George A. Blair
Copyright © 2013
George A. Blair
"Yes, Master?" he said.
"David, as I have often and often told you, I am not your master." replied Matthew.
"I know," he returned. "I am sorry; I cannot help it."
"Well, it is of no consequence, I suppose. But you would be doing me a favor if you would remember it."
"I will try, Ma--"
"Ma-- I cannot say that either."
Matthew laughed. "Well, I do not want to cause you distress. Do what you can, but do not fret over it."
"Yes, Master. Thank you. But what is it you wanted to say?"
"You saw how we left Judas on that horrible night?"
"How could I forget it?"
"Well, I am all but certain that no one has taken him down and buried him."
"But you must remember that the Master--our only real Master, David--loved him--I know he did--and died for him, as well as the rest of us; and he told us at the dinner before he died that our new commandment was that we were to love each other as he loved us. And so we cannot leave Judas thus."
"But he was responsible for the Master's dying! Hanging there and letting the crows and vultures pluck at him is far too good for him!"
"I feel as you do, David; but the way we feel is not relevant. Jesus would want us to cut him down and give him a decent burial."
"Are you asking me to help you in this?"
"I thought you told me that you had forgotten to hate."
"Well, the more I think of what he did to the Master, and the more I remember the Master hanging there on the cross--because of him--I am beginning to learn it over again."
"All the more reason, David, why you should help me."
"Master, I cannot be the kind of holy person he wanted us to be! Let him rot there, I say! Perhaps I would not do anything to him, much as I would like to--rub his face, or what is left of it, in the dirt, for instance--but it is too much for you to ask me to actually bury the--there is no word for him!"
"David, I know you will help me. I cannot do it alone, and there is no one else I can ask."
"Well--well, if I must, I will do it for you. You cannot ask me to do it for love of him!"
Matthew smiled. He had won his point, and pressing the matter would not help. David would do what had to be done, and the very act would have its salutary effect--he hoped.

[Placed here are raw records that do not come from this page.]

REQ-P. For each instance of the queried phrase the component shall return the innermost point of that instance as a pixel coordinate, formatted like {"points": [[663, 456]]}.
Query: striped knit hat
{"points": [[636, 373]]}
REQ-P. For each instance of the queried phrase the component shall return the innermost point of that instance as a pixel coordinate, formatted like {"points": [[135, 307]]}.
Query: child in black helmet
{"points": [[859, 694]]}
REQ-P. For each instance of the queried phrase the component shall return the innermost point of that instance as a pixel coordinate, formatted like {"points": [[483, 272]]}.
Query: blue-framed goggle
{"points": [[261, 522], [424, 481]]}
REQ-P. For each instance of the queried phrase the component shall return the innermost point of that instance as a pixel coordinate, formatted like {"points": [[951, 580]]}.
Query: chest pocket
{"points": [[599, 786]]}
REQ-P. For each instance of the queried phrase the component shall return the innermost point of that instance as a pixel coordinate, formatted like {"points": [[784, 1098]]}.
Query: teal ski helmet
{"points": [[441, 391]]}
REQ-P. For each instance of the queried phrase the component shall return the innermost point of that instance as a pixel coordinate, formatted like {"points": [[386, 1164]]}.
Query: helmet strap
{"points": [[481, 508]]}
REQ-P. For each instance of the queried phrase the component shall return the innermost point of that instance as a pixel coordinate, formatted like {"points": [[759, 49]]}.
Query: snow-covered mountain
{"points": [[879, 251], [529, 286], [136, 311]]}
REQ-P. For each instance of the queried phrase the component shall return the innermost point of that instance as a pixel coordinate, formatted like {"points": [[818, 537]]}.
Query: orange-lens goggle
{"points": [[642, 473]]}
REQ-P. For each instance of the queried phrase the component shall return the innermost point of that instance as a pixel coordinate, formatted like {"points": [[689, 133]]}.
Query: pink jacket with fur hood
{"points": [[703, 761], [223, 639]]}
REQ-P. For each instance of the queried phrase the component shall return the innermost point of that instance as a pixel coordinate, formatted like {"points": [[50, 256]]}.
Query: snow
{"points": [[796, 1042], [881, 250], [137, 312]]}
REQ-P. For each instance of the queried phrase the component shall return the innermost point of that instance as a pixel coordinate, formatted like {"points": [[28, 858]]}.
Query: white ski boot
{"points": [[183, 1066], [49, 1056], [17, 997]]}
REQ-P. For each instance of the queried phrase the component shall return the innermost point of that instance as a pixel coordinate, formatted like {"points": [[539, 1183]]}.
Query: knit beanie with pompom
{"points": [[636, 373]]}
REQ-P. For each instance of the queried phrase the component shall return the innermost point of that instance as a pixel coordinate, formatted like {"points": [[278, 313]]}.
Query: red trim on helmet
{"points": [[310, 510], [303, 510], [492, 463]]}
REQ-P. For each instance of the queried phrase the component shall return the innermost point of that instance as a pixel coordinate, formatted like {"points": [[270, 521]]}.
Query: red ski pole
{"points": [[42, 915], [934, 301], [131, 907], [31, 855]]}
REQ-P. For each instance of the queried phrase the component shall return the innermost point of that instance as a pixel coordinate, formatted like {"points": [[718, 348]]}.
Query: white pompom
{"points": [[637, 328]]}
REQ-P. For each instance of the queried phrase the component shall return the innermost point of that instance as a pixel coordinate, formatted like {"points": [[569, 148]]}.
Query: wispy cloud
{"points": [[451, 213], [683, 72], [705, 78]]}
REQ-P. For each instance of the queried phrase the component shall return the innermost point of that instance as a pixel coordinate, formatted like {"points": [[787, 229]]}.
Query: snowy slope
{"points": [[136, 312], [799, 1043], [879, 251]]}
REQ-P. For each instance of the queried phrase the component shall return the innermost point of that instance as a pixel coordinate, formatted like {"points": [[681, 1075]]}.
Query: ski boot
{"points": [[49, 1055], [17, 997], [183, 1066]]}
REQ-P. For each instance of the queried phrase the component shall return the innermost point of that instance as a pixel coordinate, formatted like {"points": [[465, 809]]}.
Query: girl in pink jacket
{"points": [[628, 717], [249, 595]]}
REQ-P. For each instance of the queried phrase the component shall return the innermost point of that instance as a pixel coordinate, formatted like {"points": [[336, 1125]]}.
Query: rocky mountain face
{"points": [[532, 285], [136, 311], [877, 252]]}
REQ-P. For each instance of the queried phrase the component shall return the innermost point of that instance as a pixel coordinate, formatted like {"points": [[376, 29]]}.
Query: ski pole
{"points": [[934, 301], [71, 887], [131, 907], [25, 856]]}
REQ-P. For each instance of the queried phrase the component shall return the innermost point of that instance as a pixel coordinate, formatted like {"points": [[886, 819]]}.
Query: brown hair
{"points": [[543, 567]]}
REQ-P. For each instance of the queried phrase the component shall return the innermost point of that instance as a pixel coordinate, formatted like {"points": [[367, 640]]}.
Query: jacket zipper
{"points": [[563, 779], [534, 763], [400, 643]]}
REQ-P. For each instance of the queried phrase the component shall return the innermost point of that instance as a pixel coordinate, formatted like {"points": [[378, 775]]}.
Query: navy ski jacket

The result was that he and David found shovels and a wheelbarrow, as well as knives to cut down the corpse, and headed out to Judas's mansion on the outskirts of Jerusalem. As they walked along, Matthew said,"There is no point in taking him anywhere else to be buried; no one would accept the body. So we might just as well dig a grave there in the yard, and put him in it."
"You are not going to wrap him with spices and things, are you?"
"I think not. It has been over a week. Whatever the spices could have done for the body is of no avail now. In fact, I brought some cloths soaked in vinegar for us to tie over our noses and mouths because the smell may be overpowering."
"We should cut him down and put him as far away from the grave as we can, so that we will be able to dig it, if we must do so. Then we can drag him over and dump him in and cover him and rid the world of the pollution which he is!"
"Well he is. Spiritually and now physically and in every other way! Who can deny it?"
"Well, there is the house--Dear God! I can smell it from here! He must be buried if only to preserve the whole area from contamination!"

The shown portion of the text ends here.